Regression using data transformers

Loading

The dataset commonly known as the California Housing dataset, is indeed well-known in the field of machine learning and data science. It’s often used for educational purposes, especially in regression analysis tasks to predict house values based on various features.

You can download the file, change rows or edit as you wish, keeping the format. Then upload it and see the regression results in google docs.

Python Code Example
        
            import pandas as pd
            from sklearn.preprocessing import OneHotEncoder
            from sklearn.preprocessing import StandardScaler
            import numpy as np
            from sklearn.metrics import mean_squared_error
            from sklearn.linear_model import LinearRegression

            # Load the housing data from a CSV file into a DataFrame
            df = pd.read_csv('housing.csv')

            # Fill missing values in the 'total_bedrooms' column with the median
            median = df["total_bedrooms"].median()
            df["total_bedrooms"].fillna(median, inplace=True)

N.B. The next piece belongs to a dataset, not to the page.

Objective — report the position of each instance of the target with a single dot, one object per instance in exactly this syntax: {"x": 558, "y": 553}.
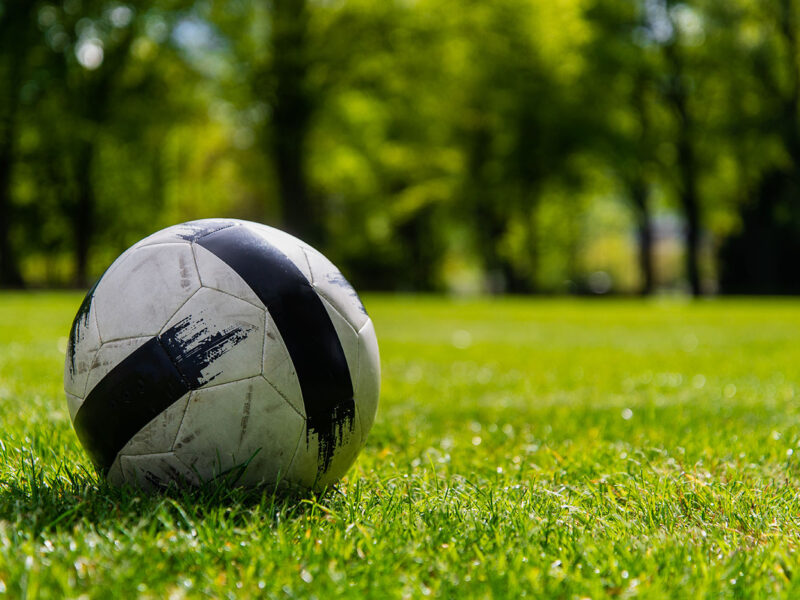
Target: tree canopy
{"x": 507, "y": 146}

            # Split the data into categorical, numerical, and target columns
            df_num=df.drop(["ocean_proximity","longitude","latitude","median_house_value"],          
            axis=1)
            df_cat = df[["ocean_proximity"]]
            y = df["median_house_value"]

            # Handle Categorical Attributes by one-hot encoding
            onehot_encoder = OneHotEncoder()
            df_cat_encoded = onehot_encoder.fit_transform(df_cat).toarray()

            # Handle Numerical Attributes by standard scaling
            standar_scaler = StandardScaler()
            df_num_scaled = standar_scaler.fit_transform(df_num)

            # Concatenate the one-hot encoded categorical and scaled numerical data
            X = np.concatenate((df_num_scaled, df_cat_encoded), axis=1)

            # Create a Linear Regression model, fit it to the data, and make predictions
            lin_reg = LinearRegression()
            lin_reg.fit(X, y)
            predictions = lin_reg.predict(X)

            # Calculate Mean Squared Error (MSE) and Root Mean Squared Error (RMSE)
            lin_mse = mean_squared_error(y, predictions)
            lin_rmse = np.sqrt(lin_mse)

            # Print the MSE and RMSE for the linear regression model
            print("Mean Squared Error (MSE):", lin_mse)
            print("Root Mean Squared Error (RMSE):", lin_rmse)